Başlı başına bir ideoloji olarak ırkçılık, “ırksallaştırma” (Rassifizierung) kavramına dayanmaktadır. Irksallaştırma, ırk kategorisinin kullanılması ve bununla bağlantılı birtakım özelliklerin ve niteliklerin kişileri daha doğrusu insan gruplarını belirgin bir şekilde öteki olarak vasıflandırma süreci olarak görülmektedir (Kuhn, Iva: 2015). Yine aynı şekilde ırk kategorisi, ırkçılık ile oluşturulmuş, icat edilmiş bir yapı. Irkçılık, kişileri ve kişi gruplarını değerlendirmeye tabi tutarak sınıflandıran, belirli bir değere göre ayrıştırmaya yarayan bir araç. Irkçılık bir metot olarak insanları sınıflandırmaya ve hiyerarşik bir yapıda ele alınmasına hizmet etmektedir (Kuhn: 2015). Irkçılık aynı zamanda bir ötekileştirme, ötekini inşa etme yapısı olarak da görülmektedir.[1] Buna göre Müslümanlar Almanlardan ayrılmakta, (Onlar bizden farklı), homojenleştirilmekte (Müslümanların hepsi aynı) onlara has bir takım (negatif) nitelikler izafe edilmekte (Müslümanlar kültürleri ve dinleri gereği böyle), insanlar dış görünüşlerinde, isimlerine veya kendilerine izafe edilen kökenlerinden dolayı Müslüman olarak sınıflandırılmaktalar.[2] Böylece Müslümanlar toplumsal kötülüğün metaforu yapılmakta. Müslüman karşıtı ırkçılık insanları belirli bir kültür, din ve köken tasavvurları ile özdeşleştirdiği için ırkçılıktır. Irkçılığın başka bir türü olan Müslüman karşıtı ırkçılık (Antimuslimischer Rassismus) ta din adeta biyolojik bir nitelik, alamet olarak kullanılmakta.

Irkçılık antropolojik olarak insanda var olan bir unsur olmayıp bir analiz perspektifi olarak görülmekte. Buna göre belirli bir hegemonya (egemenlik) şeklini meşrulaştırmak için bir grup icat edilmekte. Bu gruba, zor, tehlikeli, barbar, cinsel dürtüleri ile hareket gibi bir takım olumsuz sıfatlar, nitelendirmeler yapılmaktadır. Barbar, gelişmemiş, kendisi için tehlike oluşturan bu grup ile mücadele edilmesi gerekmektedir. Kendi hegemonyasını, egemenliğini meşrulaştırmak için artık bu kötü ile mücadele edilmesi gerekmektedir.
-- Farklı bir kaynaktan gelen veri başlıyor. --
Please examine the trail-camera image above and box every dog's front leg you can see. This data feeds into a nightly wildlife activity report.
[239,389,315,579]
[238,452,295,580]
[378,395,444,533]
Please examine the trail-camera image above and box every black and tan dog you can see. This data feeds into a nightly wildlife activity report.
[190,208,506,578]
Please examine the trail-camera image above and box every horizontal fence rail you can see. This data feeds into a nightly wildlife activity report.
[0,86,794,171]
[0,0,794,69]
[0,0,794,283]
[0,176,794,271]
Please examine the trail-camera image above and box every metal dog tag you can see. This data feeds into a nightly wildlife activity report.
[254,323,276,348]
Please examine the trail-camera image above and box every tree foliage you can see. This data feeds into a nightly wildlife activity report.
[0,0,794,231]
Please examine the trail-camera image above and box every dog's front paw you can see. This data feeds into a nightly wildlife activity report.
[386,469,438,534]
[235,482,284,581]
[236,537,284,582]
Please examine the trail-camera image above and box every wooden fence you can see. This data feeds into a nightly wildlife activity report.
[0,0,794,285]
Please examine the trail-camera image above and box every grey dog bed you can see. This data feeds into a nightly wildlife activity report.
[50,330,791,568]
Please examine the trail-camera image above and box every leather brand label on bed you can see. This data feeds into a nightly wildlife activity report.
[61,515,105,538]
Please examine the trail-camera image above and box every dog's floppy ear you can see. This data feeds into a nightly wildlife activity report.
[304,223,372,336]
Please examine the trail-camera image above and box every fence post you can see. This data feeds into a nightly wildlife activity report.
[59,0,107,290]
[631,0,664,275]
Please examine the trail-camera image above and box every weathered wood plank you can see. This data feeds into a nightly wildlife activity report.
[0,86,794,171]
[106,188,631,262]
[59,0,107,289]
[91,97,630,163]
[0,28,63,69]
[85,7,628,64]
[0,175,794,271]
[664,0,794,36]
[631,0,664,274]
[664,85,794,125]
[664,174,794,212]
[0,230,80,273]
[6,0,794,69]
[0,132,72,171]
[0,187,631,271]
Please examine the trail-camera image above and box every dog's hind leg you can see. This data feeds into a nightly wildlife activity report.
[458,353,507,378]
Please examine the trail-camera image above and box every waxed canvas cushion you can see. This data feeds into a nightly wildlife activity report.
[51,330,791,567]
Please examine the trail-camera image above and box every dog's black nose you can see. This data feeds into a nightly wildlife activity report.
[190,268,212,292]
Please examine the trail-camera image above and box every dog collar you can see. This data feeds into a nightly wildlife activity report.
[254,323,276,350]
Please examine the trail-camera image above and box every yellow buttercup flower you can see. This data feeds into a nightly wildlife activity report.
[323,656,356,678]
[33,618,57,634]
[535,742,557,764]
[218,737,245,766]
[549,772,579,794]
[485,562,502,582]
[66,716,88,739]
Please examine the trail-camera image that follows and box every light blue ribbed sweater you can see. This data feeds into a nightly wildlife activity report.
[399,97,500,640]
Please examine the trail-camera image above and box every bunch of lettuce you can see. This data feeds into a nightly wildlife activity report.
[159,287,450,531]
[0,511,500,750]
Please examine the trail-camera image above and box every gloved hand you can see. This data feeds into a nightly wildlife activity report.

Bu mücadele değersizleştirme, dışlama baskı altına alma, şiddet ve soykırım (Holokaust) olarak ortaya çıkmaktadır.

Irkçılık, doğal ve evrensel değildir, başka bir ifadeyle tarih-dışı olmayıp bilakis insani bir kültür, insani düşüncenin bir ürünü, insani eylemin bir formu olup tamamen tarihi bir fenomendir. Aynı zamanda bu, ırkçılığın dönüşebilir olduğu anlamına gelmektedir. Nitekim ırkçılık, insanlık tarihi boyunca (Geulen, Christian: 2014) değişikliğe uğrayarak farklı formlarda hep karşımıza çıkmaktadır. Almanya’da İslam Düşmanlığı, Müslüman karşıtı ırkçılık günümüzde ırkçılığın en çok yayılan formu olarak karşımıza çıkmaktadır. Irkçılık bütün şekilleriyle (formlarıyla) insan haklarına aykırı olup, ırkçılığa maruz kalan kişinin onurunu hiçe saymakta ve toplumsal barışı tehlikeye sokmaktadır  (Interkultureller Rat 2008).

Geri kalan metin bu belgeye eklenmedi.